Challenge: For one client, we considered the equivalent of LinkedIn or Facebook for a professor, researcher, graduate student, or recent PhD looking for a job. As you may know, Facebook can indicate your marital status, where you went to school, where you grew up, even movies you like. In the case of academics, you might want to list mentors, what you’ve published, if you’ve partnered in a lab with other people or prefer to go solo, and so on. We realized there were a lot of pieces when it comes to representing the life and work of a researcher.

Recommendation: Doing contextual inquiry revealed what a junior professor would have liked to see about a potential graduate student, and how a department head might review the results of someone applying for a job in a very different way. We learned a lot about users’ expectations regarding categories of information they wanted to see and how should it be organized. We didn’t really get into that kind of granularity with the people in the sticky notes study, but with more time and practice, you’ll be able to drive out a bit more about the underlying nature of people’s representations and memory. 

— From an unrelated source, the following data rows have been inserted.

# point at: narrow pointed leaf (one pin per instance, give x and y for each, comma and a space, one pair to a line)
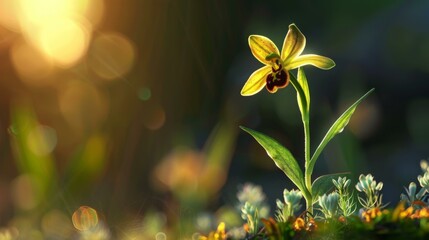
302, 80
336, 128
323, 184
281, 157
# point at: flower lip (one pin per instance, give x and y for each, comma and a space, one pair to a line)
275, 73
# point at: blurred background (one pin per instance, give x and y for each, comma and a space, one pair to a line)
133, 107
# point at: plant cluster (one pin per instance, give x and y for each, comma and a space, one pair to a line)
333, 209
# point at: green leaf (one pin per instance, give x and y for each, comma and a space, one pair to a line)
281, 156
336, 128
323, 184
302, 80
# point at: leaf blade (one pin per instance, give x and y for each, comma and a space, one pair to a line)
281, 157
336, 128
302, 80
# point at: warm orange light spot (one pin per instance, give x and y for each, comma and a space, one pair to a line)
64, 41
42, 140
180, 170
8, 14
30, 64
111, 56
85, 218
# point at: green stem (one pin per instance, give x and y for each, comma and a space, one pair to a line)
307, 155
307, 152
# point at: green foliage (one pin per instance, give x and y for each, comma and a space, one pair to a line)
281, 156
336, 128
323, 184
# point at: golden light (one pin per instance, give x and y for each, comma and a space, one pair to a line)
30, 63
85, 218
111, 56
59, 29
9, 15
64, 41
42, 140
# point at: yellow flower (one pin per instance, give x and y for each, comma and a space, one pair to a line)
218, 235
275, 73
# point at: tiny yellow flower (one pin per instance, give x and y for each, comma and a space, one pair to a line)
298, 224
218, 235
275, 73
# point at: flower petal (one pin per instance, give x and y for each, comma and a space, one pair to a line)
293, 44
311, 59
256, 81
261, 47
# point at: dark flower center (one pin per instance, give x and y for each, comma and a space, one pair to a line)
278, 78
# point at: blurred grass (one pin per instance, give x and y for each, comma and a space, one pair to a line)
192, 58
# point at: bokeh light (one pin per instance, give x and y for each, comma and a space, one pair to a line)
85, 218
42, 140
59, 29
33, 67
26, 192
57, 225
64, 41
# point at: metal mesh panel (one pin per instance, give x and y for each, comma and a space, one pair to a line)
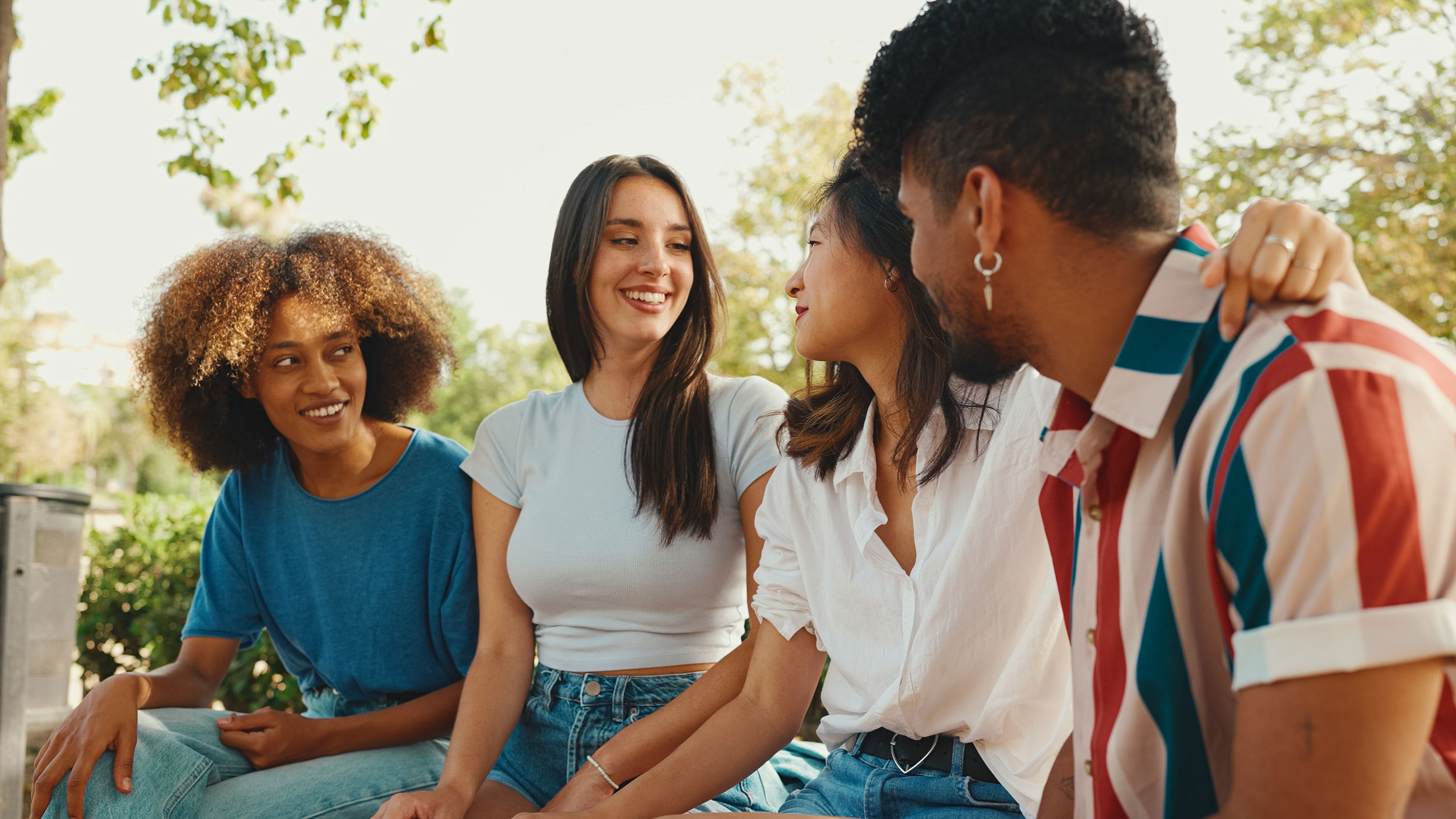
56, 547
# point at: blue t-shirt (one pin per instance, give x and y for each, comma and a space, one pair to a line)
370, 595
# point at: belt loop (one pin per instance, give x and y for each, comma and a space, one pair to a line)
619, 697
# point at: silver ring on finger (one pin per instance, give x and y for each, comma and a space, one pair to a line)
1286, 244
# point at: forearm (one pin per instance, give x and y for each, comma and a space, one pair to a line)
1059, 797
723, 753
424, 718
174, 686
491, 701
647, 742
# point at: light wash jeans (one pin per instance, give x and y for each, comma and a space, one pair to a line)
867, 788
184, 771
570, 716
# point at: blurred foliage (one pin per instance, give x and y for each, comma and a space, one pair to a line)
238, 65
136, 598
1385, 161
92, 437
497, 368
764, 242
21, 127
34, 436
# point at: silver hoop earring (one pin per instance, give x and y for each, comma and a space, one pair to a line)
988, 274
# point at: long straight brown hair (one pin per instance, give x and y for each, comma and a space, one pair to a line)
670, 440
825, 417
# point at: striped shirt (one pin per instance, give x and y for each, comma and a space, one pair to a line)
1238, 513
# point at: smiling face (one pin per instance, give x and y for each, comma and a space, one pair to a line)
843, 308
310, 379
644, 266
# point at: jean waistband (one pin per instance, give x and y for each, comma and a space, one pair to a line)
610, 690
325, 701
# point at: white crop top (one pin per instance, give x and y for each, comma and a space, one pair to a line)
605, 592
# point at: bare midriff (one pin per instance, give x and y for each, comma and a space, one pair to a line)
659, 671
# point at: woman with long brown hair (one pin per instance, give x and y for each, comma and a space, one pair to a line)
613, 519
902, 541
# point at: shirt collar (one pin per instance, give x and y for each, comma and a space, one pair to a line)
1149, 366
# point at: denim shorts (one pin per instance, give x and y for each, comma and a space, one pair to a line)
568, 716
863, 786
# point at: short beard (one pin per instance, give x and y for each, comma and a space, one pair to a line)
974, 356
977, 361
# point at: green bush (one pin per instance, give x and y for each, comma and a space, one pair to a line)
136, 598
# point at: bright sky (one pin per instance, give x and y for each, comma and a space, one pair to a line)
476, 146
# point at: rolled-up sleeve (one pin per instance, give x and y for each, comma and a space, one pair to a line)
1326, 522
782, 598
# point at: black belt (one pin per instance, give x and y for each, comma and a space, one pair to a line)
938, 753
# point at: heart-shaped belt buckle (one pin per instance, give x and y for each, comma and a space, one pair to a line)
896, 760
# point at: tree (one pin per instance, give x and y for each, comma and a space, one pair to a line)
764, 242
239, 66
8, 38
1384, 164
497, 368
16, 123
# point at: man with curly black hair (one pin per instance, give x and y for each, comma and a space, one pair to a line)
1251, 521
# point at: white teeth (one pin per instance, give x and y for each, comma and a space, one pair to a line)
647, 298
324, 411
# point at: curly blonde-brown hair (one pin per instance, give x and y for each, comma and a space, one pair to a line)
210, 315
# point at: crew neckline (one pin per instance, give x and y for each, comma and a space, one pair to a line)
592, 411
293, 478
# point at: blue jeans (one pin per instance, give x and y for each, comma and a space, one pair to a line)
855, 785
568, 716
184, 771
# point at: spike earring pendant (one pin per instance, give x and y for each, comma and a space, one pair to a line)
988, 274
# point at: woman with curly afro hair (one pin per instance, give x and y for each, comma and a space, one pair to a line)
340, 531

Concrete recommendations: 

  • Also ask the underlying source of their expectations: What are you basing your expectations on? What else have you used that works like this?  
  • Build not just a persona, but a set of assumptions that persona holds regarding word usages, how things should work according to their expectations, and how they are framing the problem.
  • We can put together visual attention biases and the words/actions they are looking for, word usage and the meanings associated with those words, the syntax of their sentence construction, the answers they are expecting from the system, and the flow that users expect to have. 
  • All of these together can provide powerful suggestions for how best to match the system to end user needs.